Knives Out twists, turns and is full of secrets and lies as Getintothis’ Vikki Gregorich discovers.
Rian Johnson, the writer and director of Knives Out, is perhaps better known for his work on Star Wars: The Last Jedi.
Knives Out could not be more different than The Last Jedi, but when you consider his previous three films, Brick (2005), The Brother Bloom (2008) and Looper (2012), it’s evident that he’s someone who is unpredictable.
The whodunit focuses on the mysterious death of wealthy crime author and patriarch of the Thrombey family, Harlan (Christopher Plummer), on his 85th birthday.
The big sell is the starry ensemble cast playing the Thrombeys, all of whom have a motive to murder Harlan.
These include Jamie Lee Curtis, Chris Evans and Toni Collette, all stretching their comedy chops.

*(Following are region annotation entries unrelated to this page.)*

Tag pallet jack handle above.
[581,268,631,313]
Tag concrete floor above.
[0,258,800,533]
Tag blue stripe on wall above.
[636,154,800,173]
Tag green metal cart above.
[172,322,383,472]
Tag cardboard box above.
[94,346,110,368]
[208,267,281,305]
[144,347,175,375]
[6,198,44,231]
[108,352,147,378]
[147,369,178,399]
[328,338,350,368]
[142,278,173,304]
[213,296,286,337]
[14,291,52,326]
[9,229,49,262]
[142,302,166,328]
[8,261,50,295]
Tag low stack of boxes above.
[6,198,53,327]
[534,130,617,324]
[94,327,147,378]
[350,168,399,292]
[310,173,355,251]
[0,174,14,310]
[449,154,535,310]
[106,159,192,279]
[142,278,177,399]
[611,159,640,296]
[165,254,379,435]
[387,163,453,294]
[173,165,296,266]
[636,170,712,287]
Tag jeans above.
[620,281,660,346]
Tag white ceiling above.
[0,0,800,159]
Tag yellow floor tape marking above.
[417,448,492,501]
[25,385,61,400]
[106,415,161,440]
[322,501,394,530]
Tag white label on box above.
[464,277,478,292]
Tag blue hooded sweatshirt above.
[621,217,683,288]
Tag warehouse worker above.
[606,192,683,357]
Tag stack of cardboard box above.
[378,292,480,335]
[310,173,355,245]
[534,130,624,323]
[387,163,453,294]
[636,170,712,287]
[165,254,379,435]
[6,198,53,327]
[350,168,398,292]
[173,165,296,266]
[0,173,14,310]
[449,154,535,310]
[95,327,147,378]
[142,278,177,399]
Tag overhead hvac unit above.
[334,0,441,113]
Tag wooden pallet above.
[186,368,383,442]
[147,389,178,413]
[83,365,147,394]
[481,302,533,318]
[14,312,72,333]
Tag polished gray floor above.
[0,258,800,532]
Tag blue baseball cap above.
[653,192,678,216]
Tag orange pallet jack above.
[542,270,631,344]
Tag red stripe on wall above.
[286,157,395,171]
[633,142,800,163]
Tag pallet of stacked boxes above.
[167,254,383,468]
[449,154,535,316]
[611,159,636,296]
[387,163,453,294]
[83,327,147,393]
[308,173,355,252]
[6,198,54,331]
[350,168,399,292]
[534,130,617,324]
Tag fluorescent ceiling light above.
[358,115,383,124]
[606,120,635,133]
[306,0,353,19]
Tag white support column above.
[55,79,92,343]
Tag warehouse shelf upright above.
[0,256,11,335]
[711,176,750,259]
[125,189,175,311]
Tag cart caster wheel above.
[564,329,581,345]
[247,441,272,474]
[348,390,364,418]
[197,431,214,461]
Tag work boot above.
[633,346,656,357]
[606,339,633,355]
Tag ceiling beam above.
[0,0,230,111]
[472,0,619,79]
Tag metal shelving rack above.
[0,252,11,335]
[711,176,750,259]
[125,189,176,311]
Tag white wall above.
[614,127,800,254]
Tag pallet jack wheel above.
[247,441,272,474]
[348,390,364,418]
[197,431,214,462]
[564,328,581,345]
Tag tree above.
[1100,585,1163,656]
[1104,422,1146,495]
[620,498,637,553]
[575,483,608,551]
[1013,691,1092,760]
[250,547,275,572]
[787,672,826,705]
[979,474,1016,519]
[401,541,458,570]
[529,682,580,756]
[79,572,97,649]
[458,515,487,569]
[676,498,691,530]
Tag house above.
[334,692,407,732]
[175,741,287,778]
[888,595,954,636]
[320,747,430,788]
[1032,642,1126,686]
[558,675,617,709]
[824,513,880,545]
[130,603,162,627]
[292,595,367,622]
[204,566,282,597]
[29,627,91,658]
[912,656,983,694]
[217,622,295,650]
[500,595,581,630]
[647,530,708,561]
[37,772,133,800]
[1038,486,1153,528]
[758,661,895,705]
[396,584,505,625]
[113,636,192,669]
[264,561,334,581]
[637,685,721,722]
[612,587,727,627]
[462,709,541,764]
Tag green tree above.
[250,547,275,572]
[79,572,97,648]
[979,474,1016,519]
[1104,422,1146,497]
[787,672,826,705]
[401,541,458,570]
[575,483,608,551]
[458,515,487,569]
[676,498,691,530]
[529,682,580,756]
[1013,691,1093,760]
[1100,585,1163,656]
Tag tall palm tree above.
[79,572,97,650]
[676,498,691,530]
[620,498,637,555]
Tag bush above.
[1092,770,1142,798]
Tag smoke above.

Playing against type are Don Johnson & Michael Shannon, and younger stars like Katherine Langford and Jaeden Martell hold their own against the bigger names.
These roles, however, feel like cameos.
The main story arc hinges on the relationship between Benoit and the home help Marta Cabrera (Ana de Armas).
This is because she has an unusual personal problem, she vomits when she lies, and Benoit uses this to detect the lies of the family.
The rest of the film is twists and turns, secrets and lies, action and intrigue, and it’s funny; the cinema audience laughed out loud a lot, giving the performance a jolly tonal boost.
Knives Out feels like a palate cleanser for Rian Johnson, albeit with a clear love for the genre.
It’s slick, it’s funny, but the story isn’t quite clever enough to make it a classic.